Complete piano restoration
A complete piano restoration involves making major repairs to the piano. Most of the restoration that we do can take from a few hours to a few days to complete. When carrying out a complete restoration, the hammers, rollers, strings and shanks will be changed. The piano would need to go to the workshop for this.
Piano reconditioning work is not as extensive as a complete piano restoration. The piano normally does not go to the workshop while using what is already present on the piano rather than replacing parts. It works out to be cheaper because you eliminate the removal costs for the piano, labour and parts. However this option is subject to the condition of the piano.
This approach would only work if the frame work of the piano is still intact. The main elements of the frame work are ; soundboard, hammers, pin block, strings and the general mechanism of the action. Rather than replacing the hammers we would reface the existing ones. This process has the advantage of being able to retain the original tone of the piano. The emphasis in any restoration or reconditioning work is the tone and touch. The main contributing factor to improving the touch is fine regulation. process.
We also carry out an internal cleaning and lubrication process. This would extent to the strings, action, keys and sound board. This allows the piano to play smoothly and efficiently. There are many parts in the action mechanism, these generate a lot of friction which need lubrication. This simple but fine detail can be the determining factor in the desired outcome.
From minor piano repairs to major piano repairs, whatever your piano needs we will attend to it.
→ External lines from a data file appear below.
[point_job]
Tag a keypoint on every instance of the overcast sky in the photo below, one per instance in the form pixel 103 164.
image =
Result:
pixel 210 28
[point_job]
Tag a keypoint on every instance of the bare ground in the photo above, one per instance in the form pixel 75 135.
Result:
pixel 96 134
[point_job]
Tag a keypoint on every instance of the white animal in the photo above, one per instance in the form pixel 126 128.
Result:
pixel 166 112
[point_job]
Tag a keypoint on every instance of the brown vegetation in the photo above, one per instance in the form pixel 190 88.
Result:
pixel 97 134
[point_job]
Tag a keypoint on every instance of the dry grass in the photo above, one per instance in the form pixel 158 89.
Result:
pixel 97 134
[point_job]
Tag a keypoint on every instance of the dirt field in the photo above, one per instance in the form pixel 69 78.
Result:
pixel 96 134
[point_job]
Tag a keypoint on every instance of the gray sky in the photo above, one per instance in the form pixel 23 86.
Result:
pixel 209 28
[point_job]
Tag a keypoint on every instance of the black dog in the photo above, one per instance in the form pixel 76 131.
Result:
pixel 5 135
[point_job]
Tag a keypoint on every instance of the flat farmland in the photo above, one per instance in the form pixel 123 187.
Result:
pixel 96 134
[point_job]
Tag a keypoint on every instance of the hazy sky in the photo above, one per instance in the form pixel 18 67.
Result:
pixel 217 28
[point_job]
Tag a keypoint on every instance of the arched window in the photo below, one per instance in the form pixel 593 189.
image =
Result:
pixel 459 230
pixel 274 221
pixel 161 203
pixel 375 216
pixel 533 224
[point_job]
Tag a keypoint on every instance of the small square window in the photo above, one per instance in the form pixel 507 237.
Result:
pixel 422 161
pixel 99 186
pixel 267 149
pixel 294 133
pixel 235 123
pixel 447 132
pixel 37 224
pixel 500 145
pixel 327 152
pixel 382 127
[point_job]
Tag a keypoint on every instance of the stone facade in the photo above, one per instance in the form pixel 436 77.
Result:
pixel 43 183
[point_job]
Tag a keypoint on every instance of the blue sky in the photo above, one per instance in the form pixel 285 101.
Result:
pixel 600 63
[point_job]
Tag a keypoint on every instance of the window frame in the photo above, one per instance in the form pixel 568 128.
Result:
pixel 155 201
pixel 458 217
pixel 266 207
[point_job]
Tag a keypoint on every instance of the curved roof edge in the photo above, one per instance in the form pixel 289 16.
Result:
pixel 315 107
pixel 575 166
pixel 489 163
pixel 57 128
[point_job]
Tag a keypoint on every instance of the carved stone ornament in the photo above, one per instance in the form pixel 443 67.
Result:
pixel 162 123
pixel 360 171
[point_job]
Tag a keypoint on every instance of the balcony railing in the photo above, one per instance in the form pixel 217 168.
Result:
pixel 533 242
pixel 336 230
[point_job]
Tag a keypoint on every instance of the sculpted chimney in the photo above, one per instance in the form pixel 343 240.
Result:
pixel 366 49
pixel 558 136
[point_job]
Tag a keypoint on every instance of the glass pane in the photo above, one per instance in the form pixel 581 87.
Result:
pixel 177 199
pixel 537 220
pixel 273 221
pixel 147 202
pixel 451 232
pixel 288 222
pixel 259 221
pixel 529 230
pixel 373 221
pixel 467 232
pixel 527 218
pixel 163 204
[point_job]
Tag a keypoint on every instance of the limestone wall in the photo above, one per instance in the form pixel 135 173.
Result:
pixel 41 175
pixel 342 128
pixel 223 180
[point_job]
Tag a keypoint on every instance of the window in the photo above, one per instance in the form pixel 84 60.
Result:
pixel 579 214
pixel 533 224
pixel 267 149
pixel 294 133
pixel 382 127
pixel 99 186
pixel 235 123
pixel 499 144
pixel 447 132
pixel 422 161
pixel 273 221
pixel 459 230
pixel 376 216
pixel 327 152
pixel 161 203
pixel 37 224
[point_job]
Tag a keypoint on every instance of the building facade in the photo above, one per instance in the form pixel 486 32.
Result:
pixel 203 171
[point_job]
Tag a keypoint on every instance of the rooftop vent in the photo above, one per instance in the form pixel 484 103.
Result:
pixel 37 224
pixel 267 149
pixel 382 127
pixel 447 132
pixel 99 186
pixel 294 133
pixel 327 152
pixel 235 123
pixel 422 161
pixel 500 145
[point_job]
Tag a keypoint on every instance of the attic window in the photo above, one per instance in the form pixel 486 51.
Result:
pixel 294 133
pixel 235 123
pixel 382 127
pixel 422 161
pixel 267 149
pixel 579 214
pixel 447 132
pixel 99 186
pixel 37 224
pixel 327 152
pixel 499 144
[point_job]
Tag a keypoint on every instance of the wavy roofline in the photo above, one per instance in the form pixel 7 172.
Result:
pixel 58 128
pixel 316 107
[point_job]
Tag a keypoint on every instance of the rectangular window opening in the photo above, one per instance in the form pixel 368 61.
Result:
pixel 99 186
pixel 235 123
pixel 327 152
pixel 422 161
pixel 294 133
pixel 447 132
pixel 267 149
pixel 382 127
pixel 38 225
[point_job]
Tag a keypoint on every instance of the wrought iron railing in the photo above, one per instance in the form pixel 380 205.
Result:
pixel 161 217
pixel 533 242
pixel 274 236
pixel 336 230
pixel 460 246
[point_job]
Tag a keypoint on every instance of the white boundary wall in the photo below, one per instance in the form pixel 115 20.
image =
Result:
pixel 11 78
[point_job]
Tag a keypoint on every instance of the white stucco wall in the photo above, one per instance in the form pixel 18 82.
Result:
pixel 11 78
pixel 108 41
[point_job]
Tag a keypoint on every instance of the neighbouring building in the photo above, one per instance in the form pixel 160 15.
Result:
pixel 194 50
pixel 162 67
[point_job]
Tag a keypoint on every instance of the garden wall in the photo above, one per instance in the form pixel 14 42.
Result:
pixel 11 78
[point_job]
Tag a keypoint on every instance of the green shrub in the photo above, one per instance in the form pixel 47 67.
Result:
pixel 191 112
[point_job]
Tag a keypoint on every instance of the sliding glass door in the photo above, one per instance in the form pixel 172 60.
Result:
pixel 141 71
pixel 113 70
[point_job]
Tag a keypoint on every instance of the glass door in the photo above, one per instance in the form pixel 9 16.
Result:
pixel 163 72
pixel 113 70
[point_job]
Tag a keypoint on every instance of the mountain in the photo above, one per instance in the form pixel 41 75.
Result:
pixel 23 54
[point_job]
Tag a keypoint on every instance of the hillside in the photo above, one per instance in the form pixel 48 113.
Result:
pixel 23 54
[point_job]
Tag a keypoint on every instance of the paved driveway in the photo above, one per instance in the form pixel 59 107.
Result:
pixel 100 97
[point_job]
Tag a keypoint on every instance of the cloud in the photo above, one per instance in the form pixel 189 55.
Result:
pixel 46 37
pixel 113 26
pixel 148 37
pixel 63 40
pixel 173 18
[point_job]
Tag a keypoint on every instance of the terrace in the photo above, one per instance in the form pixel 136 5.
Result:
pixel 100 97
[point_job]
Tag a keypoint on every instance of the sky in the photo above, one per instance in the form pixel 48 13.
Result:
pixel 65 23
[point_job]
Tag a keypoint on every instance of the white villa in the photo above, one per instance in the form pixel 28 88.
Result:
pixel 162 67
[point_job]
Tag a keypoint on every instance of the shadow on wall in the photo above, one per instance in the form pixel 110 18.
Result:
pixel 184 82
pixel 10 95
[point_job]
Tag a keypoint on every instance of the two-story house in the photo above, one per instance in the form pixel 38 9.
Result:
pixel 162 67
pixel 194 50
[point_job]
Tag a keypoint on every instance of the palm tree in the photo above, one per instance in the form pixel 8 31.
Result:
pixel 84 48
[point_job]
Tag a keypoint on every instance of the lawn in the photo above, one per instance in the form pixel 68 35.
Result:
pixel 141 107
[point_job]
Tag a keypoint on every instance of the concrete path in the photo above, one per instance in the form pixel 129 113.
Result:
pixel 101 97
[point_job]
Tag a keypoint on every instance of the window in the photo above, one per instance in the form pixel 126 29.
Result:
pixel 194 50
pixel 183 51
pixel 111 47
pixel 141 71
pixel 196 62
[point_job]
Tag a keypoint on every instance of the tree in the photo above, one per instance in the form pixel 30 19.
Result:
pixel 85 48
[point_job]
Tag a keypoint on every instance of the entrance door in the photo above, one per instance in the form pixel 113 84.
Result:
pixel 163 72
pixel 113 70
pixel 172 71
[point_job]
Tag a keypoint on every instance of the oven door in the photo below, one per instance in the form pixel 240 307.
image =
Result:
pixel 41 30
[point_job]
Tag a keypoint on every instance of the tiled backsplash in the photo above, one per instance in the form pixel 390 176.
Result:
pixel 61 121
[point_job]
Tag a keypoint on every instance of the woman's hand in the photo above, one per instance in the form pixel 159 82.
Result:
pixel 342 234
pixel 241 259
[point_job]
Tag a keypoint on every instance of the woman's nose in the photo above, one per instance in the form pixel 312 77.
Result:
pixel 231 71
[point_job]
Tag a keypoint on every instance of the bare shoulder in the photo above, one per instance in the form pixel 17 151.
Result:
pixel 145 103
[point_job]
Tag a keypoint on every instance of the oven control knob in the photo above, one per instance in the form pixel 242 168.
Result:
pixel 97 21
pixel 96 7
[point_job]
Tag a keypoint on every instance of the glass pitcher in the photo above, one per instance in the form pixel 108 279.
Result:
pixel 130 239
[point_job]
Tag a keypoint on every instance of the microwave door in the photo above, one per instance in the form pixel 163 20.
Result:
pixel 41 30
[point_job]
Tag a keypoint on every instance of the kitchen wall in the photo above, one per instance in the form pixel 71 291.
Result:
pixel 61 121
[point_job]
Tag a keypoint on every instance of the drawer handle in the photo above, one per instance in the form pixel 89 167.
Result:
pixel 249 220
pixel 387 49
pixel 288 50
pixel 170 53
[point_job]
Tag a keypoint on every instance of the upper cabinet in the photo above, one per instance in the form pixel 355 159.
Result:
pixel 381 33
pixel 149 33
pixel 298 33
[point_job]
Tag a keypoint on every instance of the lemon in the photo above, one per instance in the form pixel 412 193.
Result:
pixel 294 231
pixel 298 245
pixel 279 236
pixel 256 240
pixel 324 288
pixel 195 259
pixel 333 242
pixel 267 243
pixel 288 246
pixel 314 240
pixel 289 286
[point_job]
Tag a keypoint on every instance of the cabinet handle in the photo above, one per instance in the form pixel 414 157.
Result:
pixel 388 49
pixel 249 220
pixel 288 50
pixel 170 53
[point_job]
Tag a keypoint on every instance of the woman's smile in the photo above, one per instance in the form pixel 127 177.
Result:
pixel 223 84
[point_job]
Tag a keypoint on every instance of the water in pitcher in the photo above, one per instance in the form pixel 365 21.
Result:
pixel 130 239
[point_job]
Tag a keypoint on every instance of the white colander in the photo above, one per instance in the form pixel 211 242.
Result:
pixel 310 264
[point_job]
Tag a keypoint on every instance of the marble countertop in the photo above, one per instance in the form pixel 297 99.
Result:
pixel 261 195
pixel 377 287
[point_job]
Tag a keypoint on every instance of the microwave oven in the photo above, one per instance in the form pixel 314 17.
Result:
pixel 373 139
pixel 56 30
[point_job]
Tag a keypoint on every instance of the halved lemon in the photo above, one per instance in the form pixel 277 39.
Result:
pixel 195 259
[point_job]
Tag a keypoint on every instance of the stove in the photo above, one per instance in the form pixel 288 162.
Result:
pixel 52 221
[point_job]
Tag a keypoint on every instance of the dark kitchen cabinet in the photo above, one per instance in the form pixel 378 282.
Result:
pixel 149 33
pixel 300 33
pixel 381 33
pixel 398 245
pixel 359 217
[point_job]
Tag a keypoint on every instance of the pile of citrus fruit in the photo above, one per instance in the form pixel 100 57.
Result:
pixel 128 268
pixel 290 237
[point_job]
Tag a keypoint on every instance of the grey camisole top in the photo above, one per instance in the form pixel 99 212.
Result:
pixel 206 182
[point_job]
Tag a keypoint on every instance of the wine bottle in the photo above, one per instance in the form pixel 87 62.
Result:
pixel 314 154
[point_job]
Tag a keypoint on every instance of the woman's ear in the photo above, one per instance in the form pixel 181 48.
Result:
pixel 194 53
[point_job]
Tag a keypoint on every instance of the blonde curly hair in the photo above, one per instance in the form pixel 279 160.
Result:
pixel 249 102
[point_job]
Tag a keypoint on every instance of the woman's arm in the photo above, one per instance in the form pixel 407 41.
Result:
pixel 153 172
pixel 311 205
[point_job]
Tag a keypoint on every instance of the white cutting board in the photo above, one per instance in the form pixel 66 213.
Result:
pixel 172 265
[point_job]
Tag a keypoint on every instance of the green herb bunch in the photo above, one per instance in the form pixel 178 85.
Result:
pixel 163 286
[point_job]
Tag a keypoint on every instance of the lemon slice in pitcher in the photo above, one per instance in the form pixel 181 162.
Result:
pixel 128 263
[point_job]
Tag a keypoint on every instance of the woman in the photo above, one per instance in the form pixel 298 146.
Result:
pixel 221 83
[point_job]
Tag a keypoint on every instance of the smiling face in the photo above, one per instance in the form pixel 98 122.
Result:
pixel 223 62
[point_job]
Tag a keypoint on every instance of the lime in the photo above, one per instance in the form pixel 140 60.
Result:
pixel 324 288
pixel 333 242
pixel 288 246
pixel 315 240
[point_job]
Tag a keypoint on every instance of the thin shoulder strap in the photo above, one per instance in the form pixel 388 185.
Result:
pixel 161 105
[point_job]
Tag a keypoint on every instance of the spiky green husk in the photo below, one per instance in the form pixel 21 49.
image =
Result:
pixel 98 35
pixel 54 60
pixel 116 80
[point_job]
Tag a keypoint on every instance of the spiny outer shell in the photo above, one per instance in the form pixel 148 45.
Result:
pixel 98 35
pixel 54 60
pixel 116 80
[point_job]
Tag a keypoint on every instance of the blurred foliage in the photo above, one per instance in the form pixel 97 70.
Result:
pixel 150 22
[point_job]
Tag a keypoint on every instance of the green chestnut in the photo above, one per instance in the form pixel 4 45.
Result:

We carry out intensive investigations into what the root problem is rather than offering a quick fix and dealing with the symptom. It can be a frustrating experience to keep having the same problem recurring. It is important to realize that piano problems are likely to happen and it is equally important to have permanent solutions when they occur. We offer these solutions.
The cost of completely restoring a piano can be quite expensive; however, the option is still available. For clients who are looking for an inexpensive yet effective way to improve the tone of the piano, we offer a reconditioning option. Part of this process includes hammer refacing. Hammer refacing involves reshaping flattened hammers rather than replacing the hammers. Flattened hammers affect the tone of the Piano. The shape of the hammer edge needs to be more pointed than a fist shape. The dynamics behind this is that; you want the least amount of felt to make contact with the strings. If you have a fist shape what is happening is that; the hammer is creating the sound and also stopping the sound, the dampers are the ones that should stop the sound. This effectively stops the piano from singing and resonating as it should.
Hammer misalignment causes a lot of problems with the tone and touch of the piano. Hammers will start to rub against each other causing sticky keys when playing. The tone is also affected because all the strings in each note will not be struck. This causes uneven tone, distortions and failure to properly tune the piano.
Cleaning the piano
When we are restoring the piano; we consider how the piano looked originally. We use specialist cleaning products; to improve the appearance of the piano. Pianos gather dust and dirt overtime; when the dirt settles, it affects the smooth playing of the piano. We also clean the strings as best as we can; without causing any damage.
Having a piano regulated can greatly improve the touch; making it more responsive especially when playing gently. Most times you will have a piano that is in tune; but not pleasurable to play. A piano that is well regulated will give you more control; because you can play different variations; while getting a response from the piano without having to press hard to get a response. There is a difference between; response and resistance when it comes to the touch on a piano. You need the necessary amount of resistance to give you the sense of pressing something; but this can be archived without compromising how well the piano responds.
In some cases you will have an uneven touch on the keyboard. This will be evident through some notes being heavier that the rest; and some responding more that others. This usually creates the frustration of missing certain notes when playing a piece; due to lack of repetition and response.
Regulation also goes a long in improving the tone of the piano. The hammers must hit the strings at the right distance and angle; while the hammers must get close to the strings before returning to playing position. The force needed to move the hammer; and other factors in the downward movement of the keys must be correct. It is therefore important; to have your piano regulated in order to get the best playing experience.
The decision to restore/recondition your piano or to buy a new one
The decision to restore/recondition your piano compared to buying a new piano can be very difficult. There are factors that we can discuss with you depending on the make and model of your old piano; and the extend of wear. Unfortunately it might not ultimately come down to one factor but a combination of different things.
The first question is usually what do you want to achieve? Do you want a piece of furniture?, do you want a musical instrument?, an investment?, or an inheritance to pass on to your family? Having established this the decision easier. The next question would be how much you want to spend on bringing your piano back to life?, and how much would you be willing to spend on a new piano? The crucial thing to establish at this point is, how much your piano will cost to restore / recondition? What the end value it would have after. It is important to get a comprehensive report on your piano from a piano tuner / technician. The report should contain expected results after restoring / reconditioning your piano. At this point it is almost clear what is more viable.